左陳旧性ACL不全+変形性膝関節症(OA)
前十字靱帯は完全に切れてしまった場合には自然修復することはないといわれています。
そのため、治療は手術による靱帯を作り直す、関節鏡視下前十字靭帯靱帯再建術が必要になります。
前十字靭帯再建術とは、自分の組織(膝屈筋腱、膝蓋筋腱、大腿直筋など)を採取し、関節鏡を用いて膝の中を確認しながら、前十字靭帯の代わりとして移植する方法です。
手術の傷は、関節鏡を入れるための穴を数ヶ所と腱を取る際の数cmの1ヶ所必要となります。半月板損傷があれば同時に手術が可能です。
関節内靭帯が正常に機能をしないと、不安定膝となり、
放置をすると”変形性膝関節症“になります。
前十字靱帯再建術の治療において、手術と同等かそれ以上にリハビリが重要です。 日常生活やスポーツ競技に復帰するためには、患者自身の積極的な協力が必要となります。

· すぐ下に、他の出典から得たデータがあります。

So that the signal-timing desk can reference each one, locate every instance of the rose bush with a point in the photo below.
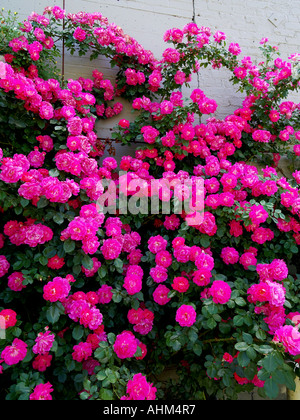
(95, 305)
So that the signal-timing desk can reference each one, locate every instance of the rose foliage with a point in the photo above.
(95, 305)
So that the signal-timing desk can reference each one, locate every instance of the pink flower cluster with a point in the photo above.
(15, 281)
(8, 318)
(139, 389)
(84, 228)
(142, 319)
(4, 266)
(220, 292)
(186, 315)
(28, 233)
(14, 353)
(43, 343)
(57, 289)
(125, 345)
(42, 392)
(81, 307)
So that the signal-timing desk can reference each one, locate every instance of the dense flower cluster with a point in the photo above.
(201, 276)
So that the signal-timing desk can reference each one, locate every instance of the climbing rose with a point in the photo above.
(220, 292)
(125, 345)
(186, 316)
(42, 392)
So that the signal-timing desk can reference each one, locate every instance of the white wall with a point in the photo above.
(244, 21)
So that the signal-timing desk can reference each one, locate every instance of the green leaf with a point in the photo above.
(271, 388)
(87, 262)
(42, 203)
(77, 332)
(241, 346)
(106, 394)
(54, 311)
(271, 362)
(240, 301)
(58, 218)
(69, 246)
(197, 349)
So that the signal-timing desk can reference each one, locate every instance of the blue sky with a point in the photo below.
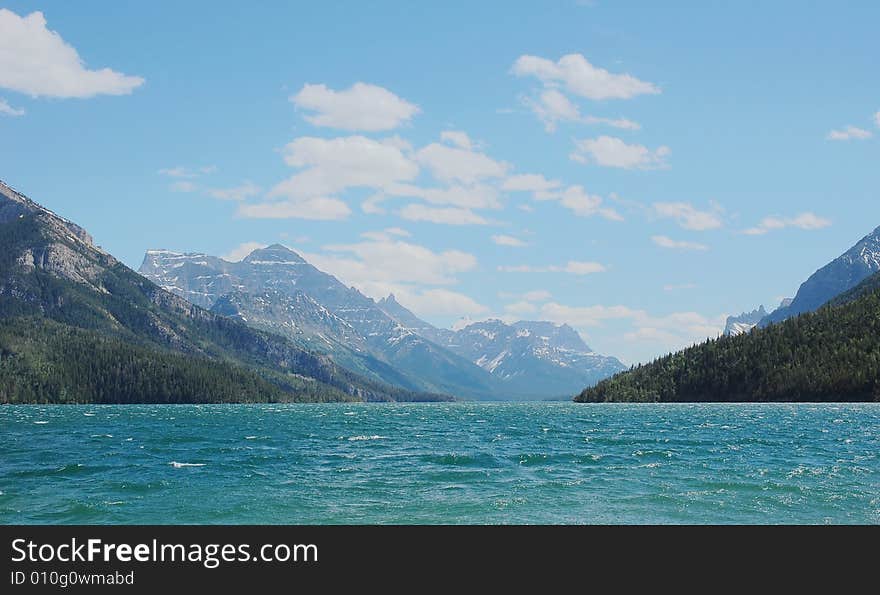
(636, 169)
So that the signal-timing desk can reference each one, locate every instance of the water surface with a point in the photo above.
(440, 463)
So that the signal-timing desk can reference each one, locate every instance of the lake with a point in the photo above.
(441, 463)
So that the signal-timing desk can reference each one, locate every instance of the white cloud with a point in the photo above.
(687, 216)
(666, 242)
(183, 186)
(386, 234)
(241, 192)
(661, 333)
(319, 208)
(8, 110)
(36, 61)
(186, 173)
(806, 221)
(334, 165)
(530, 183)
(392, 261)
(622, 123)
(478, 196)
(360, 107)
(241, 251)
(504, 240)
(576, 199)
(458, 138)
(553, 107)
(609, 151)
(849, 133)
(445, 215)
(573, 267)
(453, 164)
(578, 76)
(521, 307)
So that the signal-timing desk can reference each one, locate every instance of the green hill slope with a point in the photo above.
(123, 332)
(832, 354)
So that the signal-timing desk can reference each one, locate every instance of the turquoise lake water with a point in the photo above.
(440, 463)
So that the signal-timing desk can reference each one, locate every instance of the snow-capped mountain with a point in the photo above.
(275, 289)
(530, 358)
(841, 274)
(737, 325)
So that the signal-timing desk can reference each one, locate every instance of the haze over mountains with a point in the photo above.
(823, 345)
(276, 289)
(76, 325)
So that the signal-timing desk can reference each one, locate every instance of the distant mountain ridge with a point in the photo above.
(841, 274)
(827, 355)
(76, 325)
(524, 354)
(736, 325)
(277, 290)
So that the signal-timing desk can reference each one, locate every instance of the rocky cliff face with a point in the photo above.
(50, 270)
(275, 289)
(840, 275)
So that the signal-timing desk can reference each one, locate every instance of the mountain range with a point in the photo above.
(841, 274)
(275, 289)
(822, 345)
(76, 325)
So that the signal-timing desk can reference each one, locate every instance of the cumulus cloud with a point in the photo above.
(504, 240)
(609, 151)
(316, 208)
(8, 110)
(187, 173)
(454, 164)
(667, 242)
(241, 192)
(552, 107)
(330, 166)
(361, 107)
(36, 61)
(687, 216)
(478, 196)
(622, 123)
(573, 267)
(241, 251)
(807, 221)
(850, 133)
(392, 261)
(183, 186)
(442, 215)
(530, 183)
(653, 333)
(575, 73)
(458, 138)
(521, 307)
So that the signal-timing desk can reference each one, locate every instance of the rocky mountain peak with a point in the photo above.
(276, 253)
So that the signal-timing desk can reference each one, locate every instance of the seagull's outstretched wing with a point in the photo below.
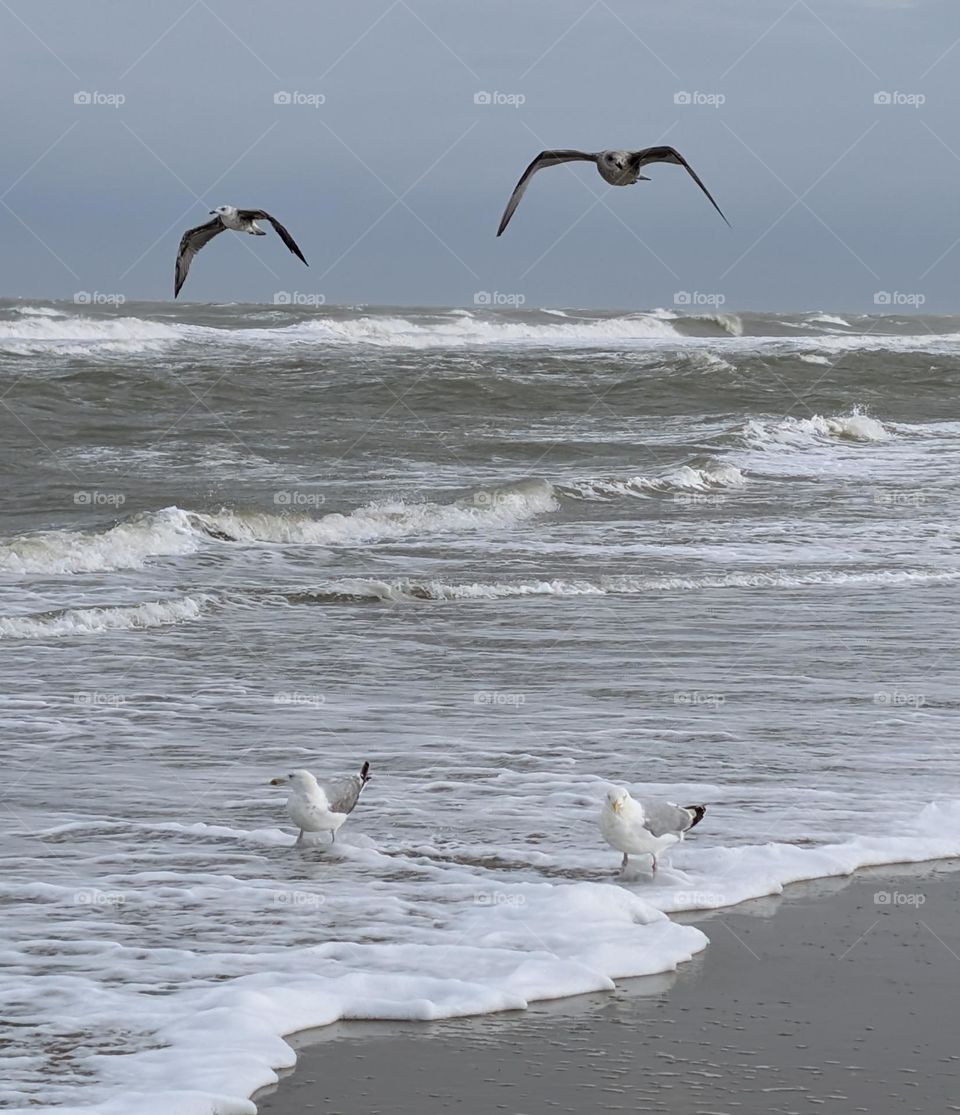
(639, 158)
(662, 817)
(345, 793)
(544, 158)
(284, 235)
(191, 243)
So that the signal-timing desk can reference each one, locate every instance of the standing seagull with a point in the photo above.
(618, 167)
(645, 829)
(317, 808)
(228, 216)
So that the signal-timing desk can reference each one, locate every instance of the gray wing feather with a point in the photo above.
(345, 793)
(648, 155)
(661, 817)
(281, 232)
(190, 244)
(544, 158)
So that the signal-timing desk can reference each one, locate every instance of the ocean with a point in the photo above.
(507, 556)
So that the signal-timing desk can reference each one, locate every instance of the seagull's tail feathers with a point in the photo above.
(698, 812)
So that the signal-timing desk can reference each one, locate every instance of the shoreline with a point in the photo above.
(840, 990)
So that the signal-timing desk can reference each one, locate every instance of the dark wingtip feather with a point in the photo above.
(698, 812)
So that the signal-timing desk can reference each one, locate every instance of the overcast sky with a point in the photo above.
(393, 177)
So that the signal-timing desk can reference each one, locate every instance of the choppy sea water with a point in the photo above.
(503, 556)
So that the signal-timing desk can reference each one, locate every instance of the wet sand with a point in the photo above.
(841, 996)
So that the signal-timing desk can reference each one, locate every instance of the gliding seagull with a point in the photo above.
(228, 216)
(618, 167)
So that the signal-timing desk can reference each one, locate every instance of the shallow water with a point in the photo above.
(503, 556)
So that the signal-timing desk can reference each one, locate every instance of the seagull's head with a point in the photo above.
(298, 779)
(617, 797)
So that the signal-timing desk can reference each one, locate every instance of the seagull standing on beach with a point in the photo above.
(618, 167)
(317, 808)
(226, 216)
(645, 827)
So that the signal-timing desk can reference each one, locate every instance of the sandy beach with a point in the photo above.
(840, 996)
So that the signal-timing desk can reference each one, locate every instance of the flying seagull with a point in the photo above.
(226, 216)
(618, 167)
(317, 808)
(645, 827)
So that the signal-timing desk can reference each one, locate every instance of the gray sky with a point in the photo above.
(395, 184)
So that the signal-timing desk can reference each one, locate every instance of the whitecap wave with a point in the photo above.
(711, 476)
(60, 335)
(852, 427)
(73, 621)
(176, 532)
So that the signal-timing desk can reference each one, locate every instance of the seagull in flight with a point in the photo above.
(618, 167)
(317, 808)
(225, 216)
(645, 827)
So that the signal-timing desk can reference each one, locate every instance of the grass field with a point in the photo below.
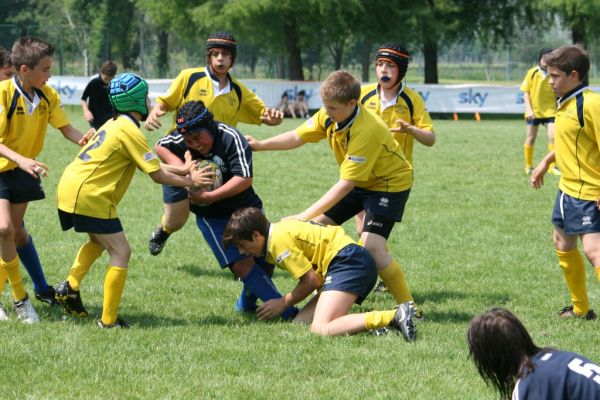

当院では、術後だけでなく、損傷後から術前までも筋力を落とさないように、炎症を管理し、適切なリハビリテーションを継続して行っていきます。 手術翌日から松葉杖や装具を使用し、適切なリハビリテーションを開始していきます。 入院は平均3週間程度となります。 入院中:日常生活に戻るために膝の動きの調整や歩く練習をしていきます。 退院後:通院しながら膝の動く範囲を拡大し、筋力のトレーニングを行い機能改善していきます。 手術後3~4ヶ月でランニング開始し、6ヶ月以降はスポーツ復帰に向けたトレーニングを開始していきます。接触のないプレーで怪我をしていた場合には、再度同じ怪我を繰り返さないために、筋力の向上や怪我しやすい癖の修正が必要になります。 専門の理学療法士がフォームチェックを行いながら、運動復帰に向けた運動を進めていきます。膝の状態の経過を確認しながら、術後おおよそ8ヶ月くらいでスポーツ完全復帰を目指していきます。